An excerpt of the lyrics are below, though you can find the full lyrics here. I believe the song sampled the closing para.

I am the hurricane, I am the whirlwind
I smash everything on my path and leave behind.
I am the dance-insane rhythm
I dance on, with my own beat
I am the heart liberated wit.
I am the different musical modes
I rock, I roll, on move I startleI whistle and swing on sharp notes.

I do whatever this mind wants whenever
I embrace the enemy and fight the death as a warrior.
I am pestilence, the global terror
I am the death of the dictator
I am warm and restless forever.

I am a Rebel ‘Vrigu’-
I mark my footprint on the chest of the creator God
I shall cut open the heart of the grief inflicting whimsical lord.
I am the Hero, Rebel – eternal -
Rose above the universe alone
My head is ever Monumental

I just find it phenomanal that rebellious poetry got such recognition in Bangladesh. It’s as if they were punks and activists intertwined into the history of what it means to be us here as muzzpunks in the US. The poets were punk before there was punk. And yeah, yeah, yeah, taqwacore is how we define it and punk is how we define it but I think being a rebel against the colonizer is punk, and Kazi Nazrul Islam was an original Taqwacore.

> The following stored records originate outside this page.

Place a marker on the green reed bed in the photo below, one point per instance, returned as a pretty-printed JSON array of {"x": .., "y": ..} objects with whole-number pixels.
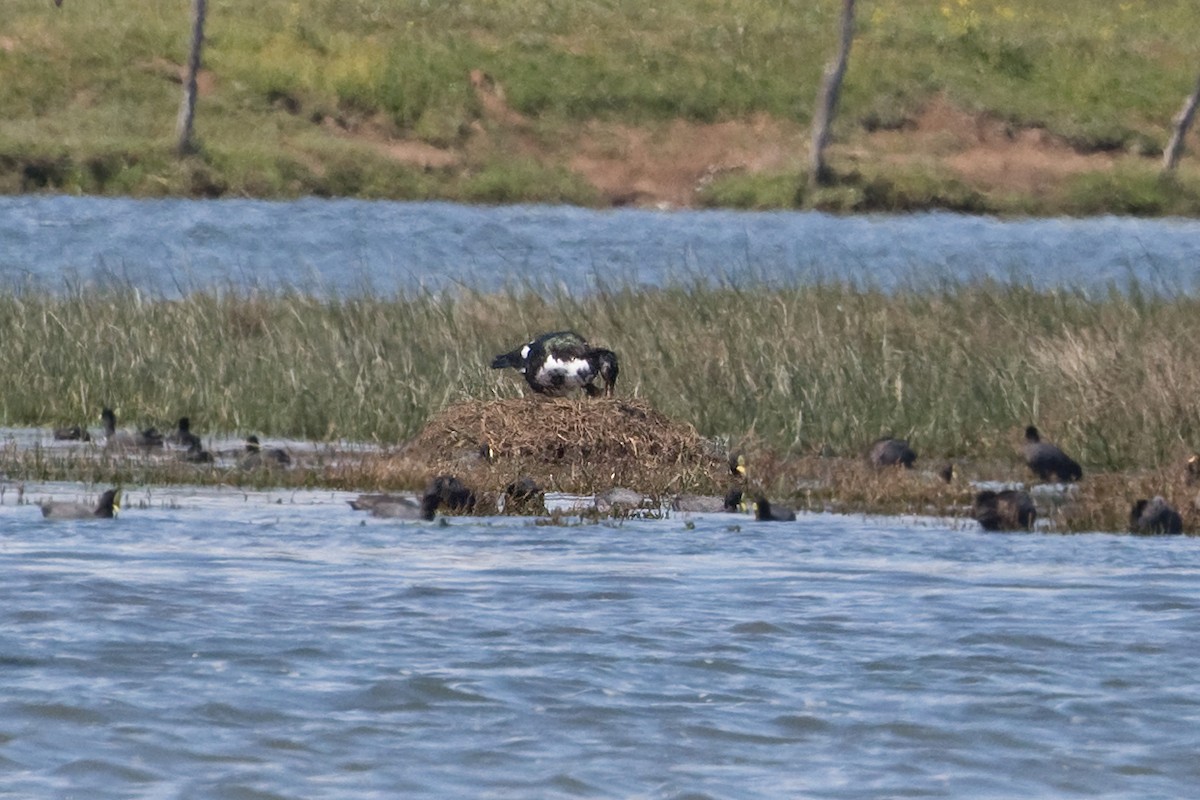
[{"x": 802, "y": 372}]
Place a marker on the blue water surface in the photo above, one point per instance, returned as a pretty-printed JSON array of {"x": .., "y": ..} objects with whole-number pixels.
[
  {"x": 172, "y": 246},
  {"x": 213, "y": 643}
]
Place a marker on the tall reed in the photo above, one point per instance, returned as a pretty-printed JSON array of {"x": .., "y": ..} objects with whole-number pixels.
[{"x": 815, "y": 370}]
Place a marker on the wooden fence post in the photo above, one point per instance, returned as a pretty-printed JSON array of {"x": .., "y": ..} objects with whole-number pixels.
[
  {"x": 827, "y": 97},
  {"x": 187, "y": 107},
  {"x": 1182, "y": 122}
]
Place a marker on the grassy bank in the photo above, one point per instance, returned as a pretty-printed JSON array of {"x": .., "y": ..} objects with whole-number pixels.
[
  {"x": 376, "y": 98},
  {"x": 810, "y": 371}
]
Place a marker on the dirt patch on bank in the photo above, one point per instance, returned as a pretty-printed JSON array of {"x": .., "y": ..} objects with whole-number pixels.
[
  {"x": 669, "y": 164},
  {"x": 985, "y": 152}
]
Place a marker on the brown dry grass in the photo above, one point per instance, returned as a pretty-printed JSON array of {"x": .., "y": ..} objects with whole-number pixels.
[{"x": 567, "y": 445}]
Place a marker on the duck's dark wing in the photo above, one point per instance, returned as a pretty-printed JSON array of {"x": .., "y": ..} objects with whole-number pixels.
[
  {"x": 561, "y": 344},
  {"x": 505, "y": 360}
]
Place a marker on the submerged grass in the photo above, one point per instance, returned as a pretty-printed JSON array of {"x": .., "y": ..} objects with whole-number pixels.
[{"x": 820, "y": 370}]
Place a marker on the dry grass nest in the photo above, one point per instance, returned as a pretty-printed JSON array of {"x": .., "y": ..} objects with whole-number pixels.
[{"x": 569, "y": 445}]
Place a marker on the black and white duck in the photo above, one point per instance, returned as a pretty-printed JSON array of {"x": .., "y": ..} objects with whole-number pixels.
[
  {"x": 399, "y": 506},
  {"x": 106, "y": 509},
  {"x": 558, "y": 362},
  {"x": 1047, "y": 461}
]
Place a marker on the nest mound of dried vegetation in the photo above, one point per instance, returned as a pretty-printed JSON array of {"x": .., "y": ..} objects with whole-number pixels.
[{"x": 569, "y": 445}]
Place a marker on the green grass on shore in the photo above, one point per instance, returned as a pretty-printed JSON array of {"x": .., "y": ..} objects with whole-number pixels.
[
  {"x": 89, "y": 91},
  {"x": 822, "y": 370}
]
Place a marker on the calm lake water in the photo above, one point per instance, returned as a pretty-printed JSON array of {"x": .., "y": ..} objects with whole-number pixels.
[
  {"x": 352, "y": 246},
  {"x": 226, "y": 644},
  {"x": 253, "y": 645}
]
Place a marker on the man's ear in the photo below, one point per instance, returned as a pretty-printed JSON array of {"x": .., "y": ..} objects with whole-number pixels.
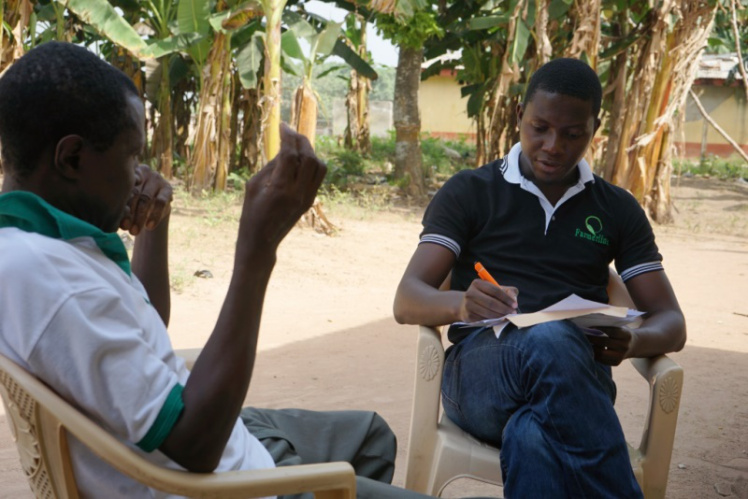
[
  {"x": 68, "y": 156},
  {"x": 597, "y": 125}
]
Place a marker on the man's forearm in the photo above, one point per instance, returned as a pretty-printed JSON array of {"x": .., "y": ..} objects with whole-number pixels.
[
  {"x": 218, "y": 384},
  {"x": 150, "y": 262},
  {"x": 419, "y": 303},
  {"x": 662, "y": 332}
]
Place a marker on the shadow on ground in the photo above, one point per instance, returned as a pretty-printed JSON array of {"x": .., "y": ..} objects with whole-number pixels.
[{"x": 372, "y": 367}]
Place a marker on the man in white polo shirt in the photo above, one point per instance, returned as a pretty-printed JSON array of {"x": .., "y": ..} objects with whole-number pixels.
[{"x": 92, "y": 325}]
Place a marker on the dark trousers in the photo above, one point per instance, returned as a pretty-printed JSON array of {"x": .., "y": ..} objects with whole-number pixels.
[{"x": 296, "y": 436}]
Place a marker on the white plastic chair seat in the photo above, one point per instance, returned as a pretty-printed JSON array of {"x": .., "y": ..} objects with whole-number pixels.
[{"x": 440, "y": 452}]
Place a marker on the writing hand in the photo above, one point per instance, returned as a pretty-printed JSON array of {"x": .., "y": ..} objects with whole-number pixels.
[
  {"x": 484, "y": 300},
  {"x": 149, "y": 203},
  {"x": 282, "y": 191},
  {"x": 615, "y": 346}
]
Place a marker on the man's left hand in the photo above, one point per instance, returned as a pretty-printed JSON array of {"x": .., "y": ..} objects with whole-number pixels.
[
  {"x": 150, "y": 202},
  {"x": 615, "y": 346}
]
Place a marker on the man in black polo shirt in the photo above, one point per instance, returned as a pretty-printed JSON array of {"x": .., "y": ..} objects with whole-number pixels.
[{"x": 545, "y": 227}]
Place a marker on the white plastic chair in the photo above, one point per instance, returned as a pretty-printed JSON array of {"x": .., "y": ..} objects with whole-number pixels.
[
  {"x": 440, "y": 452},
  {"x": 40, "y": 421}
]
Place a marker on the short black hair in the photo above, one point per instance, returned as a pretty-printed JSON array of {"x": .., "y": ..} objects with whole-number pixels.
[
  {"x": 59, "y": 89},
  {"x": 567, "y": 76}
]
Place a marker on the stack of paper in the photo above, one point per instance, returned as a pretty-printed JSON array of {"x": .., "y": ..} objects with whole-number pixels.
[{"x": 585, "y": 313}]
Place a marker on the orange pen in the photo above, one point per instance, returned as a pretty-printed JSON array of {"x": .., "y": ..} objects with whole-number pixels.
[{"x": 483, "y": 274}]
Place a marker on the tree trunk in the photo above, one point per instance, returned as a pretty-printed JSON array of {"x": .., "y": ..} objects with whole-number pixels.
[
  {"x": 667, "y": 64},
  {"x": 271, "y": 81},
  {"x": 616, "y": 94},
  {"x": 408, "y": 161},
  {"x": 503, "y": 111},
  {"x": 304, "y": 112},
  {"x": 182, "y": 111},
  {"x": 209, "y": 158},
  {"x": 252, "y": 122},
  {"x": 236, "y": 110},
  {"x": 163, "y": 140},
  {"x": 357, "y": 135}
]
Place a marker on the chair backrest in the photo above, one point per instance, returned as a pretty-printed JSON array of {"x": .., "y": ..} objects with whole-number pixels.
[
  {"x": 42, "y": 446},
  {"x": 439, "y": 452},
  {"x": 40, "y": 421}
]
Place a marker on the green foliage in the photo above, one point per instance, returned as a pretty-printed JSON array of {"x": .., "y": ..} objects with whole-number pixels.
[
  {"x": 331, "y": 82},
  {"x": 712, "y": 166},
  {"x": 345, "y": 168},
  {"x": 410, "y": 32}
]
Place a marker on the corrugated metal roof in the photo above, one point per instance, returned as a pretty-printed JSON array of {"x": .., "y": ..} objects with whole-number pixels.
[{"x": 716, "y": 66}]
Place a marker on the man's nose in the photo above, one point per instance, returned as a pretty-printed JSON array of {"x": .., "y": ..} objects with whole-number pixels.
[{"x": 552, "y": 142}]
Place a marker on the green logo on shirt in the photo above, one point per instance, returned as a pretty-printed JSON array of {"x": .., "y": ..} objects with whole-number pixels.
[{"x": 594, "y": 230}]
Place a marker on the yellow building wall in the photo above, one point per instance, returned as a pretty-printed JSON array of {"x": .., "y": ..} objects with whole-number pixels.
[
  {"x": 727, "y": 107},
  {"x": 443, "y": 110},
  {"x": 444, "y": 114}
]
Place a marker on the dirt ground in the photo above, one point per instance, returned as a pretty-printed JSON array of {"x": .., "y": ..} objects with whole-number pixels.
[{"x": 329, "y": 341}]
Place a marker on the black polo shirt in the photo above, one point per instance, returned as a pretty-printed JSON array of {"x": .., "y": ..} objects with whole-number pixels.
[{"x": 496, "y": 216}]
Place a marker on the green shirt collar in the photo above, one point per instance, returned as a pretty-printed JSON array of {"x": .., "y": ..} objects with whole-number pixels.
[{"x": 30, "y": 213}]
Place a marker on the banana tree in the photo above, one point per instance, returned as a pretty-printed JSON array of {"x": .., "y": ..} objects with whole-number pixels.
[
  {"x": 321, "y": 44},
  {"x": 212, "y": 147},
  {"x": 357, "y": 135},
  {"x": 412, "y": 24}
]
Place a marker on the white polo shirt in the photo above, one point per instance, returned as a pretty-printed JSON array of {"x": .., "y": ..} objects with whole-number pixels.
[{"x": 73, "y": 315}]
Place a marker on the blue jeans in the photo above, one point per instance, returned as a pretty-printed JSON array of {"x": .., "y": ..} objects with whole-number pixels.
[{"x": 539, "y": 395}]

Though the wiki stated that Islam died in 1976 in Dhaka from a degenerative disease, my parents refuted. “He was poisoned,” my mom said. “By the British.”

That’s not what wiki said,” I told my mom. “It said he died a slow death.”

“He did,” she stated, “because he was poisoned. What is this wiki thing, anyways? What do they know?”

True rebel rocker, fighting the colonizer, poisoned by the oppressor… Keep your Gandhi, we have Nuzral Islam and Tagore to inspire fight in us.

And to close – Bangladeshi metal band, Dew Drop, doing a 2003 cover of Nuzral Islam’s Chol, Chol, Chol.

Tanzila “Taz” Ahmed is an activist and writer living in Los Angeles. She is the Founder of South Asian American Voting Youth (SAAVY), an aspiring novelist and a long-time blogger for the popular South Asian blog Sepia Mutiny.

Comments
One Response to “Rebel Warrior Poet”
  1. Apu says:

    It’s a little insulting to say Nazrul Islam’s words are like “Sabbath meets T Rex meets The Clash.”

    He fought a colonial superpower and spent a long time in prison just for speaking out. His poetry spoke to and energized an entire countryside, not merely a small punk subculture. No offense to the bands you speak of, but really what have they done that is comparable?